Nearly one-fifth of Oklahoma's 723,000 married households and more than a quarter of the state's unmarried households include partners of different racial makeup, according to 2010 census figures.
Nationwide, 10 percent of marriages were considered interracial, marking a 28 percent increase over 2000 census figures.
The U.S. Census Bureau divided the population into seven different racial categories for the report and then tallied the number of households, married and unmarried, that included couples from different racial backgrounds.
In Oklahoma, 17.2 percent of married households include interracial couples, compared to 14.8 percent in 2000.
The new figures push the state just past Alaska for the No. 2 ranking.
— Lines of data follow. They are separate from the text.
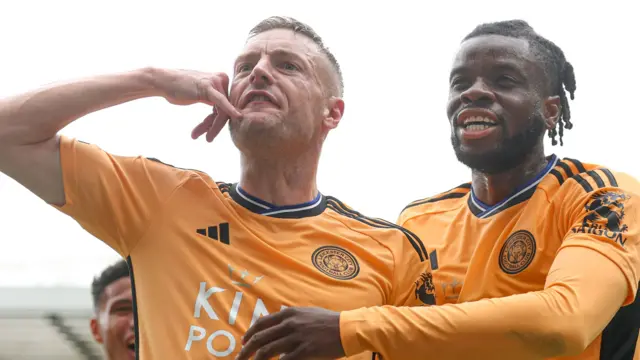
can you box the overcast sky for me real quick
[0,0,637,287]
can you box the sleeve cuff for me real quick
[51,135,77,211]
[339,308,369,357]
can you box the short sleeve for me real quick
[559,171,640,305]
[52,136,191,257]
[389,228,436,307]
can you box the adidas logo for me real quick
[196,223,230,245]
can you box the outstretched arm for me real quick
[339,245,628,359]
[0,68,240,205]
[236,245,629,360]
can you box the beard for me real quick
[451,111,546,175]
[229,113,283,156]
[229,111,318,158]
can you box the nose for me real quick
[249,58,274,88]
[460,79,496,106]
[128,315,135,330]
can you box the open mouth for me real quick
[460,116,497,131]
[127,342,135,352]
[247,94,274,105]
[242,91,278,109]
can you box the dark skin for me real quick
[235,34,562,360]
[448,35,560,205]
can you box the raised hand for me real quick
[154,68,242,142]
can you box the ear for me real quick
[322,97,345,130]
[543,95,561,130]
[90,317,104,344]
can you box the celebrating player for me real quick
[236,20,640,360]
[90,260,135,360]
[0,16,434,359]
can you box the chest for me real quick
[131,203,396,314]
[416,199,567,304]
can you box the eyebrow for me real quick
[449,61,525,81]
[235,48,308,67]
[109,298,132,310]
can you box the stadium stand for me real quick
[0,287,102,359]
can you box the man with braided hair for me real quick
[236,20,640,360]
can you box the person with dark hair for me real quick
[0,16,433,359]
[89,260,134,360]
[236,20,640,360]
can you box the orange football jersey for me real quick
[52,136,434,359]
[397,155,640,360]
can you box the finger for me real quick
[280,347,306,360]
[204,86,242,120]
[237,322,290,360]
[253,336,298,360]
[205,109,229,143]
[242,310,290,345]
[218,73,230,93]
[191,112,215,140]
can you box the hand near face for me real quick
[154,68,242,142]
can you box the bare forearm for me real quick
[0,67,160,147]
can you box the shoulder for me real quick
[398,182,471,225]
[324,195,429,263]
[59,136,208,191]
[547,158,640,198]
[545,158,640,220]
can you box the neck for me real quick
[239,150,320,206]
[471,144,549,206]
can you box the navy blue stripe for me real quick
[126,257,140,360]
[601,168,619,187]
[600,282,640,359]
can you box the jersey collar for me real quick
[229,183,326,219]
[468,154,559,219]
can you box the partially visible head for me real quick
[447,20,576,174]
[229,16,345,158]
[90,260,135,360]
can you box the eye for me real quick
[236,64,252,73]
[450,77,470,91]
[280,62,299,71]
[496,75,518,87]
[113,305,132,314]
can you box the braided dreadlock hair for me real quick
[463,20,576,146]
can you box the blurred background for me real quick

Both states are home to significantly fewer interracial marriages than Hawaii, where more than a third of all marriages include couples from different racial backgrounds.
Steve Barker, program manager for the Oklahoma Data Center and senior research analyst for Oklahoma Department of Commerce, said the figures can be explained by the state's high American Indian population.
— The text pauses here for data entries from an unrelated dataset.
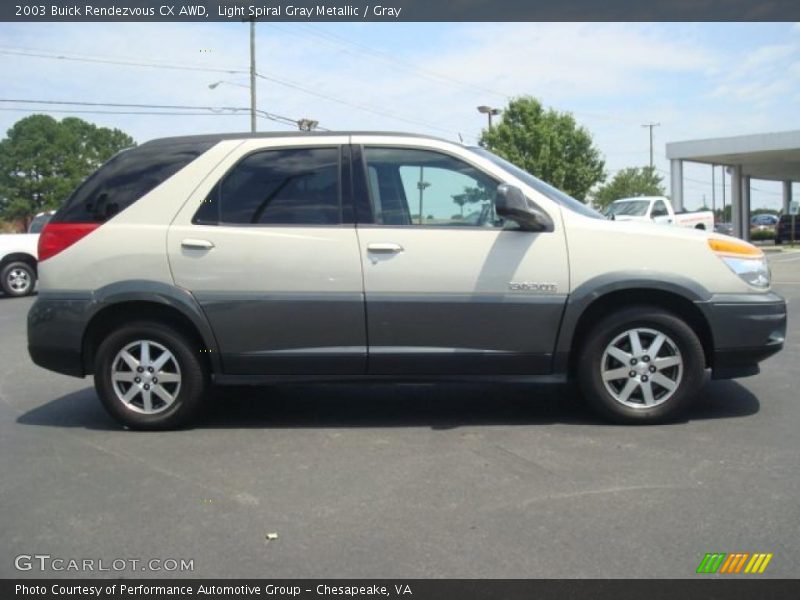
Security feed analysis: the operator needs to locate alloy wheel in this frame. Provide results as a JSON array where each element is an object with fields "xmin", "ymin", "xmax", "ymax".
[
  {"xmin": 110, "ymin": 340, "xmax": 182, "ymax": 414},
  {"xmin": 600, "ymin": 327, "xmax": 683, "ymax": 409}
]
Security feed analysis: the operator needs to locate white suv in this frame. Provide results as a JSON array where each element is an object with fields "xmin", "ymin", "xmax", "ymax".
[{"xmin": 28, "ymin": 132, "xmax": 786, "ymax": 429}]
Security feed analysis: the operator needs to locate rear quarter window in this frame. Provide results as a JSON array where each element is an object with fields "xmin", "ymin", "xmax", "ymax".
[{"xmin": 53, "ymin": 141, "xmax": 215, "ymax": 223}]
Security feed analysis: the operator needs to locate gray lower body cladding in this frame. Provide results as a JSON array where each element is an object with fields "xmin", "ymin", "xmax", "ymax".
[
  {"xmin": 28, "ymin": 293, "xmax": 93, "ymax": 377},
  {"xmin": 29, "ymin": 290, "xmax": 566, "ymax": 378},
  {"xmin": 199, "ymin": 292, "xmax": 566, "ymax": 375},
  {"xmin": 28, "ymin": 287, "xmax": 785, "ymax": 382},
  {"xmin": 363, "ymin": 294, "xmax": 564, "ymax": 374},
  {"xmin": 697, "ymin": 292, "xmax": 787, "ymax": 379}
]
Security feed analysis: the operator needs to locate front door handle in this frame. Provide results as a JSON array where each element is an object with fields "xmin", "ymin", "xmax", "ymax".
[
  {"xmin": 181, "ymin": 238, "xmax": 215, "ymax": 250},
  {"xmin": 367, "ymin": 243, "xmax": 404, "ymax": 254}
]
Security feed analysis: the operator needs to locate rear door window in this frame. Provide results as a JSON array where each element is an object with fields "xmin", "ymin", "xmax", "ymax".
[{"xmin": 195, "ymin": 147, "xmax": 341, "ymax": 225}]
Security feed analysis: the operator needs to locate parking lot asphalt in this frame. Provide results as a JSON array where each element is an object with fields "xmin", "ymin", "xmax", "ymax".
[{"xmin": 1, "ymin": 254, "xmax": 798, "ymax": 579}]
More than 321,000 Oklahomans checked the “American Indian and Alaska Native” box on the 2010 census form, comprising nearly 105,000 households.
“Diversity isn't necessarily the issue,” Barker said. “Other communities are more diverse than we are with regard to some of the other races that are defined by the U.S. Census Bureau, but we do have a large number of Native Americans here within the state of Oklahoma, and they have married partners who may or may not identify themselves as Native Americans on census forms.”